The reality is that most businesses fall somewhere in between, not as far along as they would like to be but not at the start of their journey either. However, early findings from a benchmarking survey from Taxbriefs that we will be featuring in the magazine during this crucial transition year shows that many advisers are not as far along the route to compliance as they think they are. David Lees introduces the survey this month and we will be reporting on its findings in our next edition and online.

This month’s issue demonstrates how some of the biggest and most successful companies of the pre-RDR world are adapting. Sometimes it is these very businesses that have the biggest hill to climb. Whitechurch Securities, for example, has had to build a new mindset among its advisers but energetic leadership has helped pull it through to Chartered status.

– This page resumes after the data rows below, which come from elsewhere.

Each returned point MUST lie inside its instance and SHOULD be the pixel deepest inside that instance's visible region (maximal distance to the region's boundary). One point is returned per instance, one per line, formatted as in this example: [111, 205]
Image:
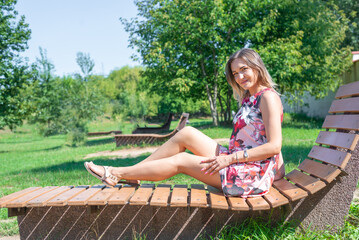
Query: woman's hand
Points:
[214, 164]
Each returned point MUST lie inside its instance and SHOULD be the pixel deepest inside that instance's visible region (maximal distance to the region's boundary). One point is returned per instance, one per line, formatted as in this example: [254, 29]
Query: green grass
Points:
[27, 160]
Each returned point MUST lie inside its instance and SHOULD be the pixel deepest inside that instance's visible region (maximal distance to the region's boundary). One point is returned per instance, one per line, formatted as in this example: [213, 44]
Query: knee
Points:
[185, 132]
[180, 160]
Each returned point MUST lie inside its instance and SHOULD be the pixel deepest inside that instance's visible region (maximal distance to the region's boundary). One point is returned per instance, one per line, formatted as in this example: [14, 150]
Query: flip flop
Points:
[108, 175]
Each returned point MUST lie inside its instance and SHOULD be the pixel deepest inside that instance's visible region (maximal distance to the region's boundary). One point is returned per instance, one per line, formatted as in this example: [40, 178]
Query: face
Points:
[245, 76]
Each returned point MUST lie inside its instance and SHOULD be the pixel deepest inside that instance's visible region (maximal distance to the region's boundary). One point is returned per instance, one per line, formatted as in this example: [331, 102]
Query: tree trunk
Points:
[213, 102]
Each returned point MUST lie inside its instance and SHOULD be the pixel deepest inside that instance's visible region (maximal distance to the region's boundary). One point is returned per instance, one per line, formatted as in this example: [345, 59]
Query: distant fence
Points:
[318, 108]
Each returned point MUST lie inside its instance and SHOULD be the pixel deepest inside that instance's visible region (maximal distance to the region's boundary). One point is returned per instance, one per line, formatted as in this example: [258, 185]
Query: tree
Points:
[14, 74]
[185, 44]
[351, 10]
[86, 65]
[45, 94]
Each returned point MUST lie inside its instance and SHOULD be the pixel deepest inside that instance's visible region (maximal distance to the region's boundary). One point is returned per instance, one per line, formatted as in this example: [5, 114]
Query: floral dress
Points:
[251, 179]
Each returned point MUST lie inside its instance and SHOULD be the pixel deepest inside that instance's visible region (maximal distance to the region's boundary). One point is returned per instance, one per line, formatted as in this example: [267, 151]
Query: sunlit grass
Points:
[28, 159]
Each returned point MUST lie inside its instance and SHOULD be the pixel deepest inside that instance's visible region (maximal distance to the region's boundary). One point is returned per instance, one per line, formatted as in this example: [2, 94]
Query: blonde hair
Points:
[254, 61]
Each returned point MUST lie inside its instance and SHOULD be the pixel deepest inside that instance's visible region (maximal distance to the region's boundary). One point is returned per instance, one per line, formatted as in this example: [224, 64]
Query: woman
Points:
[253, 160]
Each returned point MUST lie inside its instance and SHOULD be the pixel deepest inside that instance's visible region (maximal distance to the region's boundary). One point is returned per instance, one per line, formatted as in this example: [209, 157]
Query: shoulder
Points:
[270, 98]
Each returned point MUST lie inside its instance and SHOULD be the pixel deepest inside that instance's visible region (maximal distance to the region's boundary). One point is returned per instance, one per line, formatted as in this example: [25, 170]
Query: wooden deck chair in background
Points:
[124, 139]
[163, 128]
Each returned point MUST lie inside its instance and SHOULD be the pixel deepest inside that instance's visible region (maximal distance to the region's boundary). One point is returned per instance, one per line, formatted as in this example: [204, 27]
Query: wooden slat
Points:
[61, 200]
[44, 198]
[348, 90]
[275, 198]
[338, 139]
[345, 105]
[289, 190]
[22, 201]
[332, 156]
[179, 196]
[15, 195]
[307, 182]
[218, 200]
[348, 122]
[238, 204]
[142, 195]
[258, 203]
[325, 172]
[198, 197]
[101, 197]
[161, 195]
[82, 198]
[122, 196]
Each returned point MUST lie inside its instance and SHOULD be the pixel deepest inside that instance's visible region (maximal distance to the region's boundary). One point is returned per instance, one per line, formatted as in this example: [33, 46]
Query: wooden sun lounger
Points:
[164, 127]
[124, 139]
[103, 133]
[317, 194]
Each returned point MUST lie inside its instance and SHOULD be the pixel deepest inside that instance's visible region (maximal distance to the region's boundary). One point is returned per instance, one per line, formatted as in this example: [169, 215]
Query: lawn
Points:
[27, 159]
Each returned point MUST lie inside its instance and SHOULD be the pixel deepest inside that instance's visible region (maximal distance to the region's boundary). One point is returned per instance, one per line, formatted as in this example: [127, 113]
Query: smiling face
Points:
[245, 76]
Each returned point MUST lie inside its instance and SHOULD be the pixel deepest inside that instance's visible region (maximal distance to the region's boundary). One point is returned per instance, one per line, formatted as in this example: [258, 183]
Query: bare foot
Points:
[100, 171]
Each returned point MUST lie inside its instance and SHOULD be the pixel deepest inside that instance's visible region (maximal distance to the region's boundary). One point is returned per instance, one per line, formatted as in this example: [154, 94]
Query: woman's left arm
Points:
[271, 108]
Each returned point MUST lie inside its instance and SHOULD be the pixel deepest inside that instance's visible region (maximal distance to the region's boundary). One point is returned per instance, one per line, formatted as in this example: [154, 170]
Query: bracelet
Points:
[245, 155]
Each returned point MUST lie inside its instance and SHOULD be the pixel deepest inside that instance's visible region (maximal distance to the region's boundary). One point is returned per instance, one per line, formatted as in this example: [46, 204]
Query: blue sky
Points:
[66, 27]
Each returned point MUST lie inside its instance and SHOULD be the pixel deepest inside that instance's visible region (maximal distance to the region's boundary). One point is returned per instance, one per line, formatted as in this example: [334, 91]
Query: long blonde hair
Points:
[254, 61]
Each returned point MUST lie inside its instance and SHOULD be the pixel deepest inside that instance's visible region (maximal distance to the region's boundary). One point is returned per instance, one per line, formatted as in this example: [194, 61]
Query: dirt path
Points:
[135, 152]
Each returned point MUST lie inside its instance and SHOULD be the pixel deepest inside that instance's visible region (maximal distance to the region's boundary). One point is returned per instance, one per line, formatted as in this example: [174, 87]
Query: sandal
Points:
[108, 175]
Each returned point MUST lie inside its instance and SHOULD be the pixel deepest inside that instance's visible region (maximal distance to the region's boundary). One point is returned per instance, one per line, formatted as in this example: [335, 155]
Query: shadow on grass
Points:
[73, 166]
[47, 149]
[100, 141]
[301, 121]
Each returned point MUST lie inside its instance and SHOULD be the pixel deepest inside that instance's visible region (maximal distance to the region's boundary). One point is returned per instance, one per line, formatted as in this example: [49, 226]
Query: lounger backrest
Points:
[182, 122]
[329, 158]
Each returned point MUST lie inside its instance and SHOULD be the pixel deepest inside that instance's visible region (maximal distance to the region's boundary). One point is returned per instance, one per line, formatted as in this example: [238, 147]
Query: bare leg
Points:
[188, 138]
[164, 168]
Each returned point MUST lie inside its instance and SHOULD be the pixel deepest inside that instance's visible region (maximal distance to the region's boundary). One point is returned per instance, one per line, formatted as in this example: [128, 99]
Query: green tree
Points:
[185, 44]
[14, 73]
[45, 94]
[86, 65]
[351, 10]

Equally, Simon Chamberlain will be associated in many people’s minds with some of the largest and most successful pre-RDR advisory groups but is now building a different kind of business with Succession. He talks about how advisers need to “corporatise” their business, even if they are only preparing themselves for an exit. No one wants to buy a completely non-transitioned business. Two of Succession’s adviser groups also give their individual experiences of transition.

Ultimately, for those with a long way left to go, it is easy to be daunted into paralysis. But it is worth quoting Confucius that a journey of a thousand miles begins with a single step. Planning and processes are vital but so is action. It is time to get busy.